ACR: Running Won't Raise Risk of Knee Osteoarthritis

In fact, research suggests running may even help prevent painful joint condition

MONDAY, Nov. 17, 2014 (HealthDay News) -- Regular running doesn't seem to increase the chances of developing knee osteoarthritis, and it may even help prevent the disease, researchers report. The new findings are being presented at the annual meeting of the American College of Rheumatology, held from Nov. 14 to 19 in Boston.

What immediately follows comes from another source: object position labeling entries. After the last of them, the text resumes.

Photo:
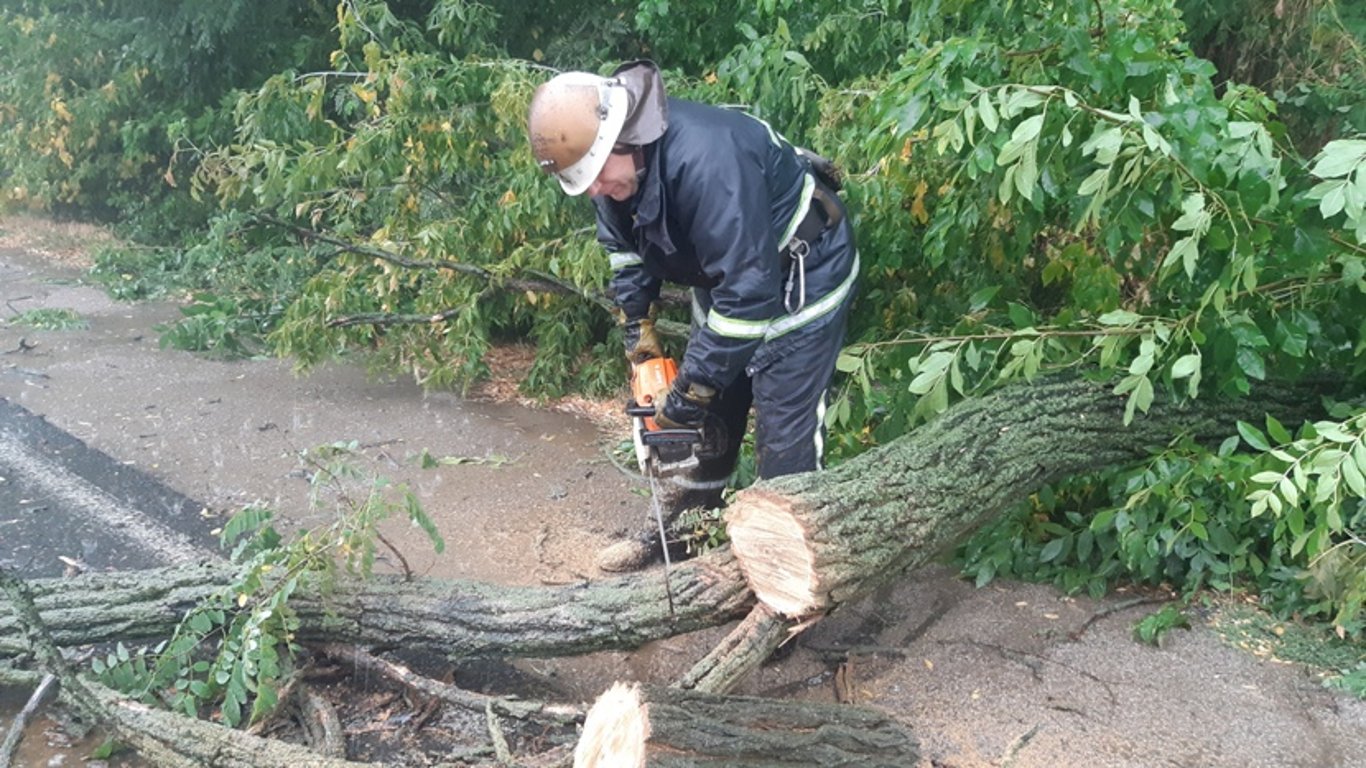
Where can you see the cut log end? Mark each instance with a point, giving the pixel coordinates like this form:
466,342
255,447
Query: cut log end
615,731
772,550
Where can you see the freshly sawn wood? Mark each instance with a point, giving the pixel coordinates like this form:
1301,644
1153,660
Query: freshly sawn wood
641,727
812,541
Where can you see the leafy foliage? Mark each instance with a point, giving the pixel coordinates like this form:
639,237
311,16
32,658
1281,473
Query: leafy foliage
232,651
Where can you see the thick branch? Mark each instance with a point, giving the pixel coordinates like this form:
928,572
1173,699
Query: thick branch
456,618
809,543
657,727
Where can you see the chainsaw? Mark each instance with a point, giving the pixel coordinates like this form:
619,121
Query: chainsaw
659,451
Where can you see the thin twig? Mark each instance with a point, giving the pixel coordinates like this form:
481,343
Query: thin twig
21,720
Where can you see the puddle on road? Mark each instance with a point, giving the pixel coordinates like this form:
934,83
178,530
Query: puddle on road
47,744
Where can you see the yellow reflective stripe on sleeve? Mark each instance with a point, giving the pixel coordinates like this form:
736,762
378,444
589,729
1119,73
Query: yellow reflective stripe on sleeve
698,314
821,308
736,328
802,208
620,260
769,330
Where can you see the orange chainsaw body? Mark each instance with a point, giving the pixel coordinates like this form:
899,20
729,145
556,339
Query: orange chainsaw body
650,379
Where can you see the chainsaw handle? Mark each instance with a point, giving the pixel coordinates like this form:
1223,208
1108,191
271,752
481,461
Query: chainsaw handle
635,409
680,436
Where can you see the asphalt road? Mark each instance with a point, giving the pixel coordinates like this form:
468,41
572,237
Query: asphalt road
66,506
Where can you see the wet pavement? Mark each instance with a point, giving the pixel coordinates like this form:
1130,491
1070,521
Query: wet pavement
160,444
64,506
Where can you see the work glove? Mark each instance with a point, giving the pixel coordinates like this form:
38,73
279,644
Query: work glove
686,405
641,339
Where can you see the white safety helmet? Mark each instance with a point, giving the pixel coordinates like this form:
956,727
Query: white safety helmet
574,120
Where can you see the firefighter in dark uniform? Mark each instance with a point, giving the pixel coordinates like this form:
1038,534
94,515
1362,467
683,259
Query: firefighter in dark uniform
716,200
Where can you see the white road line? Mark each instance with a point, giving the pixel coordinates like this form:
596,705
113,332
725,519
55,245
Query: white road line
119,519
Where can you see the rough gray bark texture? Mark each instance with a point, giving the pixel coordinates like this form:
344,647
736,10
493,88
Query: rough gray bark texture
899,506
698,729
456,618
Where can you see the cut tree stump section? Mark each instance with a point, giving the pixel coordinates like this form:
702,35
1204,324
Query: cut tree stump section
649,727
802,544
461,619
812,541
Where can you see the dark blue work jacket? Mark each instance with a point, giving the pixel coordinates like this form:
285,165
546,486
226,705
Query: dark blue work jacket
720,198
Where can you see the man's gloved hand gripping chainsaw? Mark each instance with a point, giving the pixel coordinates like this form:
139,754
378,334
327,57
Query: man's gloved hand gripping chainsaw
659,451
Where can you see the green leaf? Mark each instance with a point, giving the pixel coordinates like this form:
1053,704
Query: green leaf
986,111
1339,157
1052,550
1094,182
1251,362
1333,201
1027,130
1119,317
1186,365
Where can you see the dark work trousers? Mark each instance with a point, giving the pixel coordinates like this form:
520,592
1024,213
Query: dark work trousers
787,383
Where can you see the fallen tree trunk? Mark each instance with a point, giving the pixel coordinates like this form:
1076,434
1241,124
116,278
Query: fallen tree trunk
641,727
812,541
455,618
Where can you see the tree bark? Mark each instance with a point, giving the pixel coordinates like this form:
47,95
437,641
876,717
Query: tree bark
455,618
812,541
638,727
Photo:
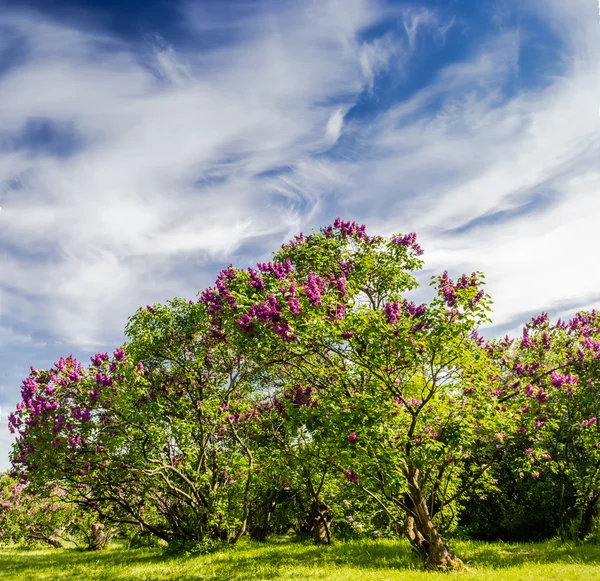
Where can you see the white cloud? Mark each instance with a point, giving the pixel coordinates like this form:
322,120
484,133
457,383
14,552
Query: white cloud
172,150
174,144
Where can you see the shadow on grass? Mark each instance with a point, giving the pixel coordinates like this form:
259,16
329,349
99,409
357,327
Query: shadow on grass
265,560
503,555
15,564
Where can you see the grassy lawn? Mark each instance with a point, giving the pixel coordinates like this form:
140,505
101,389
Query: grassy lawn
279,560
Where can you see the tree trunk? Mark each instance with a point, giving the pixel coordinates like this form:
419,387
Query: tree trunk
97,538
424,536
321,519
589,516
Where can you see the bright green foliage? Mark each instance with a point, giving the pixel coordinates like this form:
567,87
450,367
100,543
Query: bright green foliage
278,561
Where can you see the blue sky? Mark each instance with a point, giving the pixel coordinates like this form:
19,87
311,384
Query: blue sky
144,145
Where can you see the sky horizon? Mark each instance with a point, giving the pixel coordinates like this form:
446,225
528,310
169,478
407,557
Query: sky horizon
146,145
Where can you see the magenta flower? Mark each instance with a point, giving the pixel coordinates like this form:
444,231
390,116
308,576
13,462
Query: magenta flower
351,476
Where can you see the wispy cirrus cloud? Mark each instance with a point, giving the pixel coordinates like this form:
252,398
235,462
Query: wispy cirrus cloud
133,166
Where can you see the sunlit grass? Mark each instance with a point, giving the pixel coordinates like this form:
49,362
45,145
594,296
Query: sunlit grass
283,560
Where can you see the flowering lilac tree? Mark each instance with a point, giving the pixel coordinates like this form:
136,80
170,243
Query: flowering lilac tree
397,384
154,435
550,380
27,517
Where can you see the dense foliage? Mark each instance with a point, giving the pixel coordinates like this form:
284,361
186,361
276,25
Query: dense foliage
310,394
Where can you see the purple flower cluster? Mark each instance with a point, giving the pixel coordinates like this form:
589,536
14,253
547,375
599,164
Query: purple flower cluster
351,476
303,397
446,286
391,311
409,241
280,271
99,359
314,288
256,281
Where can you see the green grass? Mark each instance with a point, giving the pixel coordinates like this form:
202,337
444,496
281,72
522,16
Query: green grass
283,560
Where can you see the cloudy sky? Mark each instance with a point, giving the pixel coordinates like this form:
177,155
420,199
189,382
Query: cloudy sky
144,145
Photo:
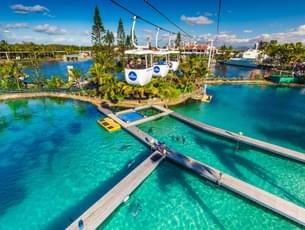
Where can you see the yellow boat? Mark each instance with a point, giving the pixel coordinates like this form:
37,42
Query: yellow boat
109,124
206,98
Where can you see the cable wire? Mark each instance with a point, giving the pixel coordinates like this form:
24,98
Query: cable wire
139,17
166,17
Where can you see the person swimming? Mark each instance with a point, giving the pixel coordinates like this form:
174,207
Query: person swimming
130,163
137,209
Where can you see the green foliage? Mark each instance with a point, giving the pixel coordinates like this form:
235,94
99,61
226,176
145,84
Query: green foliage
56,82
77,76
178,40
11,74
225,53
120,34
98,29
286,54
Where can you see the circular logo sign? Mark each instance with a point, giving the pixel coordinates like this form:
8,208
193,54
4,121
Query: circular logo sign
132,76
156,69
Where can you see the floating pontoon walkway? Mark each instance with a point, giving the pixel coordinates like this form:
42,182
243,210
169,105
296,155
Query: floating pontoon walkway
162,112
288,153
259,196
103,208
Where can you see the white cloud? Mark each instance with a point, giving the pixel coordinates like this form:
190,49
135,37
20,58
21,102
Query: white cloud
48,29
22,9
21,25
199,20
208,14
293,35
248,31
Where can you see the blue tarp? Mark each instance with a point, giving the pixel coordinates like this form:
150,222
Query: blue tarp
131,116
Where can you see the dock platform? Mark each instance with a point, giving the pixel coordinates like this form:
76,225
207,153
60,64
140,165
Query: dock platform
284,152
259,196
107,204
103,208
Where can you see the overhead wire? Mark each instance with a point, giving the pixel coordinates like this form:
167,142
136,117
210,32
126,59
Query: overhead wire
141,18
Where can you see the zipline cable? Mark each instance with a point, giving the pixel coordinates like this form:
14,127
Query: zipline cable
167,18
139,17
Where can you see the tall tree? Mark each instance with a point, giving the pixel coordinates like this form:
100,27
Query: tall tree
98,29
109,38
178,40
128,41
120,33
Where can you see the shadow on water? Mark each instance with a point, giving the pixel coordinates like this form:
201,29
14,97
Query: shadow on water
11,192
33,152
73,212
293,135
231,160
178,177
3,123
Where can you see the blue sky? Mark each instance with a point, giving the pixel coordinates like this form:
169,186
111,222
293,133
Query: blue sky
69,22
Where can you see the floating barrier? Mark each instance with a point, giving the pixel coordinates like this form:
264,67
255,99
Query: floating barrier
109,124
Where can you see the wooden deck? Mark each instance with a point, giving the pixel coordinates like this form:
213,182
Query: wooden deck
259,196
288,153
103,208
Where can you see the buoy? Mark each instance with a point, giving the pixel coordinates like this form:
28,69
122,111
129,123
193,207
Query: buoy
126,199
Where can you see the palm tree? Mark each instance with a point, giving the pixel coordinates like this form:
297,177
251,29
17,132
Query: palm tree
77,76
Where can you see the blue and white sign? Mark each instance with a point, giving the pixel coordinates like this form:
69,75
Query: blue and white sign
132,76
156,69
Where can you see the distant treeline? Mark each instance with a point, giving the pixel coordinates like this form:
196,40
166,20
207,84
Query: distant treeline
4,46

The researchers analyzed data from 2,683 people who provided information about the three most common types of physical activity they did at different times in their lives. The average age of the study volunteers was 64. The time periods asked about were 12-18, 19-34, 35-49, and 50 and older. Among the participants, 29 percent said they were runners at some point in their lives.

Runners, no matter what the age when they were active runners, had knee pain less often than people who didn't run, according to the researchers. They also had fewer symptoms and evidence of knee arthritis than non-runners did. The findings indicate that regular running does not increase the risk of knee arthritis, and may even protect against it.

"This does not address the question of whether or not running is harmful to people who have pre-existing knee osteoarthritis," lead author Grace Hsiao-Wei Lo, M.D., of the Baylor College of Medicine in Houston, said in an American College of Rheumatology news release. "However, in people who do not have knee osteoarthritis, there is no reason to restrict participation in habitual running at any time in life from the perspective that it does not appear to be harmful to the knee joint."